I have a set of reviews and I've clustered them with k-means and got the clusters each review belongs to (Ex: 1,2,3...). I also have the real labels of which clusters these belongs to Ex: location, food etc.) and I need to compare them with Rand index.
As I have cluster numbers and cluster labels how I can I apply Rand index to compare?
Is there any intermediate step that I should follow?
Edit: I've seen the post Rand Index function (clustering performance evaluation) but it does not answer my question.

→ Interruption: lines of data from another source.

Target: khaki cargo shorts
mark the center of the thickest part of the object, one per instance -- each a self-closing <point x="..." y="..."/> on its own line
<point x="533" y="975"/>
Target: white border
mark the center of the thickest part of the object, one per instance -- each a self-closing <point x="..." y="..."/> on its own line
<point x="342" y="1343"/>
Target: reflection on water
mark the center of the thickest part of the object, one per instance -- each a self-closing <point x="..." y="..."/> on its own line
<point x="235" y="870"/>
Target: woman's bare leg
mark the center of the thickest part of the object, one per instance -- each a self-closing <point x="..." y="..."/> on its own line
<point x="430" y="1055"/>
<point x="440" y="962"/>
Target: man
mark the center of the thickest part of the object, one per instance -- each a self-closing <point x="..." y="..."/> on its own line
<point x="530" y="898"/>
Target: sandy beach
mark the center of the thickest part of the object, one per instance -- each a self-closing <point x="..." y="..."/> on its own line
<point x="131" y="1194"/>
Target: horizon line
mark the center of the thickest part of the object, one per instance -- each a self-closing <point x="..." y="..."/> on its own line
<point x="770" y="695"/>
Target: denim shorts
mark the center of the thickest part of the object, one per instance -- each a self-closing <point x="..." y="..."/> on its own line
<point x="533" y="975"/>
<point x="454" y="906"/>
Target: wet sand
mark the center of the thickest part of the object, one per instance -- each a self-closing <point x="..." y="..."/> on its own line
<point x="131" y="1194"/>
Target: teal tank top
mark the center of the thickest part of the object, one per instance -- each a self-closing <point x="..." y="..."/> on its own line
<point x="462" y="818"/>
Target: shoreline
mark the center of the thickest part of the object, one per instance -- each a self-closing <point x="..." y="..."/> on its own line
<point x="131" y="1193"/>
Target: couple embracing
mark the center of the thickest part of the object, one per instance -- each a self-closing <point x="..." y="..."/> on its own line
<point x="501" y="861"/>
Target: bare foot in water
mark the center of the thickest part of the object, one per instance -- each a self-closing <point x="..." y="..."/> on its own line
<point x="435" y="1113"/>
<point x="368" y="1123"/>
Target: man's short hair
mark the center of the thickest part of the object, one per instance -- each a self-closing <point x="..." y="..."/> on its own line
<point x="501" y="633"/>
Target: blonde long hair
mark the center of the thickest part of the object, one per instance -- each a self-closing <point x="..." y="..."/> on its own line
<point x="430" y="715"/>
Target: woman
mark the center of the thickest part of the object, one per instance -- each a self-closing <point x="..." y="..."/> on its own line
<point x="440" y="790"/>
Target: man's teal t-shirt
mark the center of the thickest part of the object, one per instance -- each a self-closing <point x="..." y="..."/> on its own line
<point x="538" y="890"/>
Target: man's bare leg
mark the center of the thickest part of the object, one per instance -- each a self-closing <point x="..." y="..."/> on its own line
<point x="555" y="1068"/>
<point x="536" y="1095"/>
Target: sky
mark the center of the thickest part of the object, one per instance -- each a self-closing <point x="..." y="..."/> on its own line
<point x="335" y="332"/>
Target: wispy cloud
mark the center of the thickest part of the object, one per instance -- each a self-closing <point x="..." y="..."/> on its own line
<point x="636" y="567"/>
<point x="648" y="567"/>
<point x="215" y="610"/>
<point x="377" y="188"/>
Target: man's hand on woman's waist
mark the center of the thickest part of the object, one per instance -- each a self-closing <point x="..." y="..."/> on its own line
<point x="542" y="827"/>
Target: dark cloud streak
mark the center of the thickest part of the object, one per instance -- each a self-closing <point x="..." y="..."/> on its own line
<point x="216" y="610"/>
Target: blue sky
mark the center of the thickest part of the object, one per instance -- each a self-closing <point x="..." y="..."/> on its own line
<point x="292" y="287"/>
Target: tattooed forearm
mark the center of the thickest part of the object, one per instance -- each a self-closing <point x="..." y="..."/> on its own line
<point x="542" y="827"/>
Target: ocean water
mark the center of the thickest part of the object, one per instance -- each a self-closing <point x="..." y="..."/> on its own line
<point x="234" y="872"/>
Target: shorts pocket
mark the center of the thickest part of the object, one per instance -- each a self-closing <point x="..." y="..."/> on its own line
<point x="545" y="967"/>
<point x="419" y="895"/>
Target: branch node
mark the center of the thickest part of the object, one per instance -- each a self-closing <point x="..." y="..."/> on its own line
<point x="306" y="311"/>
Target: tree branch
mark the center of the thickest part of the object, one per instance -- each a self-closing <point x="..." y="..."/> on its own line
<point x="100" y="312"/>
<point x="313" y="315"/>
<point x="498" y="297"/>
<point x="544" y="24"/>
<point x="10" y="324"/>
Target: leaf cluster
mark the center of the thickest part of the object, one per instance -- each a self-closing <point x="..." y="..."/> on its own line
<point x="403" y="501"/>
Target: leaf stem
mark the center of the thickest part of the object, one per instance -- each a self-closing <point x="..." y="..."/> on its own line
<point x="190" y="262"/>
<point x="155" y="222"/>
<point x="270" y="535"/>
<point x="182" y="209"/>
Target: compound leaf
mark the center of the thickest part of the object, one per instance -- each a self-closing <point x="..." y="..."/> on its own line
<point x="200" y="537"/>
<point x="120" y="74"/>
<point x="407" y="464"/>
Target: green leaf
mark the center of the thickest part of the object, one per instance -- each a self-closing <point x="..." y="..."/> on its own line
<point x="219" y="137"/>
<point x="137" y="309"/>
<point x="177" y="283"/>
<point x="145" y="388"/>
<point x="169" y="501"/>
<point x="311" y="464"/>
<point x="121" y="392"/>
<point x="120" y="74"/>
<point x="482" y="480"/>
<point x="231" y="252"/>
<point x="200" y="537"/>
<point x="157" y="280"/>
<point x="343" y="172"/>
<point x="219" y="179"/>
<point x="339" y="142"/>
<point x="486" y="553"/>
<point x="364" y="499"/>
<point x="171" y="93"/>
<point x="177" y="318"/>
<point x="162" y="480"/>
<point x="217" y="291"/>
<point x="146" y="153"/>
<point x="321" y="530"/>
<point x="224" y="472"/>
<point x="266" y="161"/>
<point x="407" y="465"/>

In that question, you have
labels_true = [1, 1, 0, 0, 0, 0]
labels_pred = [0, 0, 0, 1, 0, 1]
but what I have is something like below,
labels_true = ['food', 'view', 'room', 'food', 'staff', 'staff']
labels_pred = [0, 0, 0, 1, 0, 1]
Any help is highly appreciated.
CodePudding user response:
Just use the sklearn.metrics.rand_score
function:
from sklearn.metrics import rand_score
rand_score(labels_true, labels_pred)
It doesn't matter if true labels and predicted labels have values in different domains. Please have a look at the examples:
>>> rand_score(['a', 'b', 'c'], [5, 6, 7])
1.0
>>> rand_score([0, 1, 2], [5, 6, 7])
1.0
>>> rand_score(['a', 'a', 'b'], [0, 1, 2])
0.6666666666666666
>>> rand_score(['a', 'a', 'b'], [7, 7, 2])
1.0